Pero ese prestigio de la mayoría como correcta decisora -así como el de los tecnócratas en el pasado reciente y/o el de la aristocracia, aún más atrás- pronto deberá encarar esa infinita capacidad de la especie de interpretar los hechos de realidad en función de las miradas personales o grupales que surgen cuando se trata de defender ideas o intereses que se suponen verdaderos por mayoritarios o viceversa.

En efecto, bajo la premisa de que la postura de una determinada mayoría representaría cierta “verdad”, las personas tienden a darle valor a tal posición por sobre la de otros que, eventualmente minoritarios, pudieran, empero, ofrecer mejores resultados, más eficaces, eficientes y exitosos. Hasta tal punto el fenómeno opera de ese modo que, cuando grupos o partidos mayoritarios pierden elecciones, aún pueden sostener sus posiciones porfiadamente, porque se estima esa derrota como un simple fracaso táctico que, dado que se tiene la verdad y razón, en algún momento, el atrasado pueblo entenderá que lo que le propone su vanguardia es lo mejor para él: “No es que hayamos perdido, solo que todavía no ganamos”.

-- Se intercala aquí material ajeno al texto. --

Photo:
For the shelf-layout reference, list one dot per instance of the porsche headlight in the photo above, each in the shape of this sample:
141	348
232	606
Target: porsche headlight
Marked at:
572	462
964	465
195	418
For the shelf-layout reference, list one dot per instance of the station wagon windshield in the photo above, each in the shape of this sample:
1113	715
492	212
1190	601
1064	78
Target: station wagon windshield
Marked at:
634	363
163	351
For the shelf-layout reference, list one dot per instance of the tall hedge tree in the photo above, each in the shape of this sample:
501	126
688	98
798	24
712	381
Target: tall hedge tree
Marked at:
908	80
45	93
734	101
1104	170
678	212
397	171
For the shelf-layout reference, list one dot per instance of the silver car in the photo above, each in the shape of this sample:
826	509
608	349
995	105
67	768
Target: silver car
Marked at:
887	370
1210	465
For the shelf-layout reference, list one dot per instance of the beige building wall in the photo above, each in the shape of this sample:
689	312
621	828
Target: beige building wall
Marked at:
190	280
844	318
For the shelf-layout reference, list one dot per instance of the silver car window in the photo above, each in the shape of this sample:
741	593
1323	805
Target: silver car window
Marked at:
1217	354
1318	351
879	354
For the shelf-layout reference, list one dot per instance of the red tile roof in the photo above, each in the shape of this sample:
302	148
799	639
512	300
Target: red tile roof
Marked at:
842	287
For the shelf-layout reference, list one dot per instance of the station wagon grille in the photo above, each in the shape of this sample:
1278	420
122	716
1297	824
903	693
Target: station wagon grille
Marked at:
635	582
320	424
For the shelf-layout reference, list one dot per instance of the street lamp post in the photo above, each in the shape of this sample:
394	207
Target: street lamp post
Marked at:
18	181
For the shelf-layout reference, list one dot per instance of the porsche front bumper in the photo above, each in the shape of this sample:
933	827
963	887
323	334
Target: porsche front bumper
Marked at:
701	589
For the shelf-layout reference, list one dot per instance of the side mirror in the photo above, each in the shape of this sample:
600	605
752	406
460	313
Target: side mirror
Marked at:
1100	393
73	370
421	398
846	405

Como se sabe, a contar de la crisis subprime de 2008 en EE.UU., las revueltas estudiantiles de la época y el pago de las primeras malas jubilaciones bajo el sistema de AFP, la ciudadanía comenzó a poner en duda el relato que hasta ese momento sostenía la legitimidad de los gobiernos de turno y que iban desde el valor de la meritocracia, al esfuerzo personal, ahorro y participación de privados en salud, educación y capitalización individual de las pensiones. Estimuladas por los problemas de la economía a nivel internacional y nacional, así como por la develación de casos de abusos empresariales y connivencia con la política, surgieron las primeras protestas contra las bajas pensiones, el costo de la movilización, el metro y, desde los estudiantes, la lucha por una educación universitaria gratuita y de calidad, demandas que fueron extendiéndose a otros derechos y que culminaron en la convención constitucional votada el 2020 por un total de 7.5 millones de personas, de las cuales 5.9 millones lo hicieron por aprobar la redacción de una nueva carta y 1.6 millón por rechazar.

Es decir, en el reciente plebiscito de salida la sola cantidad de personas que esta vez rechazó la propuesta convencional (más de 8 millones) superó a la totalidad que sufragó en la consulta de entrada y que mostró una voluntad indubitable de cambio al llegar a casi el 80% los votantes que aprobaron la redacción de una nueva carta por una convención 100% elegida, pero que no daba cuenta de las demandas inmediatas de los ciudadanos, pues sus promotores intentan soluciones estructurales vía el cambio refundacional del “modelo neoliberal”.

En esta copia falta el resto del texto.